God’s Word for You
Isaiah 1:12-14 Your incense is an abomination
by Pastor Timothy Smith on Friday, December 22, 2023
12 When you come to appear before me,
who has asked for this from your hands:
this trampling on my courts?
Isaiah’s contemporary, Micah, often speaks about the very same things. We get the impression that the two prophets sometimes responded to one another’s messages with similar words, sometimes even completing one another’s thoughts and themes. Micah lived outside the city walls of Jerusalem out among the villages, while Isaiah lived in the city, rarely leaving the crowded streets and temple courts. Micah asked: “Will the LORD be delighted with thousands of rams, with tens of thousands of streams of oil?” (Micah 6:7). The Lord had commanded that the men of Israel appear before him at the sanctuary three times every year (Exodus 23:17), and that they bring offerings: “No one is to appear before the LORD empty handed” (Exodus 23:15). But they were to do this with faith in their hearts, not just mindless service like animals or robots. Without faith, “whatever they do and whatever they offer there is defiled” (Haggai 2:14). As another prophet put it: “Judah has desecrated the sanctuary the Lord loves” (Malachi 2:11).
So the people might say, “How can you ask, ‘Who has asked for this?’” But the answer is: “No one. The Lord did not ask for worthless offerings. He invited you to worship him by bringing gifts from the heart, gifts you considered and thought about; gifts that come from faith. But you have brought him the sweepings from your floors, the leftovers from your rummage sales. You offer the Lord a donut you’ve already taken a bite from, and you act as if he should be thrilled with your service. You shame yourself and you condemn yourself without realizing it!”
13 Stop bringing worthless offerings!
Your incense is an abomination to me.
I cannot stand your sinful assemblies on the new moons,
on the Sabbaths, and on the holy days.
14 Your new moons and your appointed feasts
I hate with a passion.
They have become a burden to me.
I am tired of putting up with them.
These festivals were regular holidays for the people. The new moon was the beginning of every month; the Sabbath of course came every week. Other holy days were the appointed feasts like Tabernacles and Passover. But their worship was not in the heart. God’s language is incredibly strong here: “I hate it with a passion” (NIV, “my soul hates”), a phrase that we also find in Psalm 11:5, “The wicked and those who love violence his soul hates.”

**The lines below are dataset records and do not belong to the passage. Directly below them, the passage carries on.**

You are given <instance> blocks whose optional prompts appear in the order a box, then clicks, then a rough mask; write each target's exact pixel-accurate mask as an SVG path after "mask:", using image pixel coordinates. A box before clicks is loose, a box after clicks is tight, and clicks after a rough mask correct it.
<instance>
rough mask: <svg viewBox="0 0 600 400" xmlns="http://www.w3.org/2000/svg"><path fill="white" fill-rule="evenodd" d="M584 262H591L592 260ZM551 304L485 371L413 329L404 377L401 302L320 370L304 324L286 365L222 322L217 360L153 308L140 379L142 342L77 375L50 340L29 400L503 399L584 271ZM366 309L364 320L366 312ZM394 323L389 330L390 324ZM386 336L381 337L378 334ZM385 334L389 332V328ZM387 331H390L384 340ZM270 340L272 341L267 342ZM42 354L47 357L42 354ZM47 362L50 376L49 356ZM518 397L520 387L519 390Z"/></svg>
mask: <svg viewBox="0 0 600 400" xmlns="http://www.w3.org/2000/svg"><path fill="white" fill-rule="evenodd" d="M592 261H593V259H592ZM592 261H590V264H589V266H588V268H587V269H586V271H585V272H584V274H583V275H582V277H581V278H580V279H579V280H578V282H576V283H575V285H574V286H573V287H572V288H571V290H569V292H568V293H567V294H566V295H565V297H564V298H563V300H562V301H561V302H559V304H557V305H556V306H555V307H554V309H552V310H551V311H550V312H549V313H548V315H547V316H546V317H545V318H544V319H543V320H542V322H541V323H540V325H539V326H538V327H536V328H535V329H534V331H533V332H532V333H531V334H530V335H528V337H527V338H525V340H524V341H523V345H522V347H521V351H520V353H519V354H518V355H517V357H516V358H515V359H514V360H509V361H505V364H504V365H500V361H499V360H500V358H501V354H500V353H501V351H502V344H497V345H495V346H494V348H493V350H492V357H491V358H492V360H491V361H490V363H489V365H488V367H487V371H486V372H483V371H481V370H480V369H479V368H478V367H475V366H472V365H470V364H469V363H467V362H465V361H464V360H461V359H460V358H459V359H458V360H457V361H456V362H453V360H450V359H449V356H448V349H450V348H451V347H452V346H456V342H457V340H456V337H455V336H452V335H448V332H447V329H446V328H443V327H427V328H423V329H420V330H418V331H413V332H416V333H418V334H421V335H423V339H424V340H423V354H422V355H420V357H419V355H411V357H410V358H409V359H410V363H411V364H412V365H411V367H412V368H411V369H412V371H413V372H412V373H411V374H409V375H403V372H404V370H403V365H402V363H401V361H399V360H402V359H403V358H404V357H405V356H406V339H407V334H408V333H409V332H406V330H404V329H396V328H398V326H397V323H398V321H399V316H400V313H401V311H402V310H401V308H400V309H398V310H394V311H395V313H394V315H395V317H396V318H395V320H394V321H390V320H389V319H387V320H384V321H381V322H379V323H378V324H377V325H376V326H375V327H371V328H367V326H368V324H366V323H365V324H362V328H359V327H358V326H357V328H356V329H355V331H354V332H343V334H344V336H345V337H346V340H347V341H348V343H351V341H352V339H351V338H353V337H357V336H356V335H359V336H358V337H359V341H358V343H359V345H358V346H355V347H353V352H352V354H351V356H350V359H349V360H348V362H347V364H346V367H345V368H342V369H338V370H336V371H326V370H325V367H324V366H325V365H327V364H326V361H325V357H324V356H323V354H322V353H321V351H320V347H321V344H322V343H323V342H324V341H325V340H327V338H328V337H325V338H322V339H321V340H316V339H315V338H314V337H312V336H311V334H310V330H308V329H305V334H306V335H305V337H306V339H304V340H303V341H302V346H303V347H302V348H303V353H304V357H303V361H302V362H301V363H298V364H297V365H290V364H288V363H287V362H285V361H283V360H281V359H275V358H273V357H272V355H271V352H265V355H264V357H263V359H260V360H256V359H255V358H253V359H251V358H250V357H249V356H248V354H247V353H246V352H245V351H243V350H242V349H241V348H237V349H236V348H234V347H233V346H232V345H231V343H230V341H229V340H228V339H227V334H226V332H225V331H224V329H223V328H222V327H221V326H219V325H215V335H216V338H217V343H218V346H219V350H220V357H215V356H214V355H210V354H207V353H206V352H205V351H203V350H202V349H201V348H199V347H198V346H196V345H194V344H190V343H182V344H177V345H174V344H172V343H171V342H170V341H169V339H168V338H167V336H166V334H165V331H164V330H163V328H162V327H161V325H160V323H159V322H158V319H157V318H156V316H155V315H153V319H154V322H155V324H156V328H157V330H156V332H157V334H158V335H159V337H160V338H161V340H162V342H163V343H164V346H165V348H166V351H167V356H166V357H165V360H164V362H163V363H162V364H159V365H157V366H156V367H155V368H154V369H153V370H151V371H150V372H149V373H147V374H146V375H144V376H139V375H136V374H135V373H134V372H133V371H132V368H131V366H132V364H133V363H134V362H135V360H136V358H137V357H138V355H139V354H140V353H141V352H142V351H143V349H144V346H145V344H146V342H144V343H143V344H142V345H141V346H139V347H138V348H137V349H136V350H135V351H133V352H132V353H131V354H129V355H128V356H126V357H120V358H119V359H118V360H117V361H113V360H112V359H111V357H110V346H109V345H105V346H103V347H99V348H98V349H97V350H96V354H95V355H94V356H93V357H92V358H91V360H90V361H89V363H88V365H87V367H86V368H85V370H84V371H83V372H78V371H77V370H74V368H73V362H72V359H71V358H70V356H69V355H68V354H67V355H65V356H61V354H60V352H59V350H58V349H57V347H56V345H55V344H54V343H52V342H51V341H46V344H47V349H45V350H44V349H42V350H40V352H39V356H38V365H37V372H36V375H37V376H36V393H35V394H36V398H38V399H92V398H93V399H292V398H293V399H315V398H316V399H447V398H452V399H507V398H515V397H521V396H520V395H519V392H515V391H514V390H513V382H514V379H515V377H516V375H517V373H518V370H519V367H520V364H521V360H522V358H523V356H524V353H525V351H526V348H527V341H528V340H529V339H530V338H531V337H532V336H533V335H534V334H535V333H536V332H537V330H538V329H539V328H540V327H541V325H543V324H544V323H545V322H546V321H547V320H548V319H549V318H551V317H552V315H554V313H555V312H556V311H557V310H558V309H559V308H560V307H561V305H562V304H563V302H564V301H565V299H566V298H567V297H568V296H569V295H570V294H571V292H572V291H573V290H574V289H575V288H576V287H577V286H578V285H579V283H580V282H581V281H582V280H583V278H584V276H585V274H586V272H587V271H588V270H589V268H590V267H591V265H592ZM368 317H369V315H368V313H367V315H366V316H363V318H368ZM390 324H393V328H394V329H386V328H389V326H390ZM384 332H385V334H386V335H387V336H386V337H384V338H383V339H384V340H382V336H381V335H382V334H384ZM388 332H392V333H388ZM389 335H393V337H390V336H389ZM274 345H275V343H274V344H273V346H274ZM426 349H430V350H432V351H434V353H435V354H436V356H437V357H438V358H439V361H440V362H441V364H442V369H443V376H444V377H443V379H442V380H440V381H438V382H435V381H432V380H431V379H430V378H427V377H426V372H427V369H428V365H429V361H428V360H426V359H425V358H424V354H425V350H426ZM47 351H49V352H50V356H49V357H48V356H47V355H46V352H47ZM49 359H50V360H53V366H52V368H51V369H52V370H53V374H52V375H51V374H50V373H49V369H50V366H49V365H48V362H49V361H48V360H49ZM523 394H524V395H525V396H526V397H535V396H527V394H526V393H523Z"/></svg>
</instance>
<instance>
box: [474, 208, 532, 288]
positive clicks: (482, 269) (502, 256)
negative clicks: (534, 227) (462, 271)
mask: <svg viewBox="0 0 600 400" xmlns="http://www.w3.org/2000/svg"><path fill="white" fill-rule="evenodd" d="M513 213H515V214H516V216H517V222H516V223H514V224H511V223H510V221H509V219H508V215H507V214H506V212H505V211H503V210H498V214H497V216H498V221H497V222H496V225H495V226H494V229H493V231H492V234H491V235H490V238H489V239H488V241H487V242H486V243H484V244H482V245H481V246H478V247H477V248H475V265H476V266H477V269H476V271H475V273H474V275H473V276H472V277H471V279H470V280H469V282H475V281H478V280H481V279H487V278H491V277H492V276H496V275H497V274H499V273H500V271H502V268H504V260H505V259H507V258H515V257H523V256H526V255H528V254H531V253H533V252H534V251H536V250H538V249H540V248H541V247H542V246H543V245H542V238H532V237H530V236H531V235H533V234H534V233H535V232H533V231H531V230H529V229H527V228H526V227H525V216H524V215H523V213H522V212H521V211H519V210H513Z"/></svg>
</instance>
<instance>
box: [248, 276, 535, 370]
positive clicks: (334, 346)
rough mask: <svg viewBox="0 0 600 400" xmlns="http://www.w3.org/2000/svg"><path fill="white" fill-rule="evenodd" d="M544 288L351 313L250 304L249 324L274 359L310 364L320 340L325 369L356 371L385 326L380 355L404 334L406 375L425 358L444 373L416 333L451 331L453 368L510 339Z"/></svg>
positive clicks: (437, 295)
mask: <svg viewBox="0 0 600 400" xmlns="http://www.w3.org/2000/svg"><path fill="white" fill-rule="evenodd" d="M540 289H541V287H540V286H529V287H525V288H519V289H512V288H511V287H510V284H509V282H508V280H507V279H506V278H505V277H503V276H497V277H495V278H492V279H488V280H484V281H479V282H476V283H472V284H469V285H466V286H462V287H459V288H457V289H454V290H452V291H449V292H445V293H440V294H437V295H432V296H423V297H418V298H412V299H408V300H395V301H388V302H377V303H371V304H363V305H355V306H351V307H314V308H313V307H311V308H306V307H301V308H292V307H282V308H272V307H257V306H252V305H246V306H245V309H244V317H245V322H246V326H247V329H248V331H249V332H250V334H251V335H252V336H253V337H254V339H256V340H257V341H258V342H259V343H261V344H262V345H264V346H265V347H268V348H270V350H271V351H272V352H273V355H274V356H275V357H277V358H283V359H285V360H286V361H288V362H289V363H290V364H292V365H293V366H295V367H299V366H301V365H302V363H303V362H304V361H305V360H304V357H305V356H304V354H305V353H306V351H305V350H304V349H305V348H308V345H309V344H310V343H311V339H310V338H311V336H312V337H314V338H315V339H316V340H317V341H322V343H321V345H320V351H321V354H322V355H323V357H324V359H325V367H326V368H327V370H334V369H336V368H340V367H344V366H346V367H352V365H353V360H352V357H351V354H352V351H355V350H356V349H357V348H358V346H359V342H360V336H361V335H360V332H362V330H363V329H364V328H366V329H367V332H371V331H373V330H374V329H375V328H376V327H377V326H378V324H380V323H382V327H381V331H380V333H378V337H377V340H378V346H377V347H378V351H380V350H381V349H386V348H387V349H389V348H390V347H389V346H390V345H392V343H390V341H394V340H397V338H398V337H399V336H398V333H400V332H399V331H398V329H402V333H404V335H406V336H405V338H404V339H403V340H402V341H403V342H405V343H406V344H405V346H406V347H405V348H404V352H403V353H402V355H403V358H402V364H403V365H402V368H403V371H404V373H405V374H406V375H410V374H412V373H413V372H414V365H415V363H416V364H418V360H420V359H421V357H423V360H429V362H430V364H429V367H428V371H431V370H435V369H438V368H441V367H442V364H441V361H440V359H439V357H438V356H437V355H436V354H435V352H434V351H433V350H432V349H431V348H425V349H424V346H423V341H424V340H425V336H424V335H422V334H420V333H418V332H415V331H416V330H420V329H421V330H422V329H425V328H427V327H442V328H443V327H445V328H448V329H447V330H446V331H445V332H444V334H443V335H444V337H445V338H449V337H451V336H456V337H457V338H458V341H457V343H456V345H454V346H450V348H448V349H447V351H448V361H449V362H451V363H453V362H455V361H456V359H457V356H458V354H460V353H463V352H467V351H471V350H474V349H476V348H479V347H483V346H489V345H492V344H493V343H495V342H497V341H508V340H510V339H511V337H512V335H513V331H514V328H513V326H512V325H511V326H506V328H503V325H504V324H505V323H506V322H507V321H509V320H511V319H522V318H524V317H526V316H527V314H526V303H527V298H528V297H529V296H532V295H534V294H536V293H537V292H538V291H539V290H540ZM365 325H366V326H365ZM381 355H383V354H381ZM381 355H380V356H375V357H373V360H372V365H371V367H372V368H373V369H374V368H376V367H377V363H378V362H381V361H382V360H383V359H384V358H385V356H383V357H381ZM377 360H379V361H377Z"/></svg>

How could God hate anyone who comes to worship him? This is such a simple answer that it is heartbreaking to see so many people in the world blind and deaf to the answer. What is it that damns? Unbelief damns (Mark 16:16). What saves? Only faith saves, on account of the grace of God (Ephesians 2:8), and this faith is faith in Christ alone, our only Sovereign and Lord (Jude 1:4). Since it is only in Christ that sin is atoned for, anyone who puts their faith in someone or something else is chopping down the cross and throwing it in the fire. They are removing Jesus from their hearts. When churches and other institutions abandon Christ or trample on his Gospel, our confession declares, “It would be better to abandon them or tear them down rather than preserve them with their blasphemous services, invented by men, which claim to be superior to the ordinary Christian life and to the offices and callings established by God” (Smalcald Articles). Such “service” God calls “sinful, evil” aven, in verse 13. And, “as I have observed, those who plow evil (aven) and those who sow trouble will reap it” (Job 4:8).
At the same time, we must also remember that the ordinary Christian might be confused by verses like these if they are mishandled and misapplied. God does not say that he hates formal worship, as if we should be ashamed to gather our children and head off to church each Sunday to worship God and receive his forgiveness and encouragement. This is certainly what he wants us to do, without fail (Hebrews 10:25), and without useless or confusing innovations. The plain, ordinary service leads us to worship in faith, not in unbelief. It strengthens our trust in Christ. The gospel, the sacrament and the absolution knock all the people’s secret doubts away, so that they are built up with an ever-increasing faith and trust in Jesus. This is just the very sort of worship the Lord wants from us: “His worshipers must worship in spirit and in truth” (John 4:24).
Psalm 95 describes this kind of worship. In Latin, its first word is Venite, “O Come!,” and we use its words as a delightful song of praise. “Come let us bown down in worship, let us kneel before God our Maker, for he is our God and we are the people of his pasture, the flock under his care” (Psalm 95:6-7). Worship in faith, not in doubt. But if you do have doubts, run even more quickly to worship, so that Jesus may assure you of his love, his forgiveness, of the resurrection on the Last Day, and of your place with him at his banquet table for all eternity.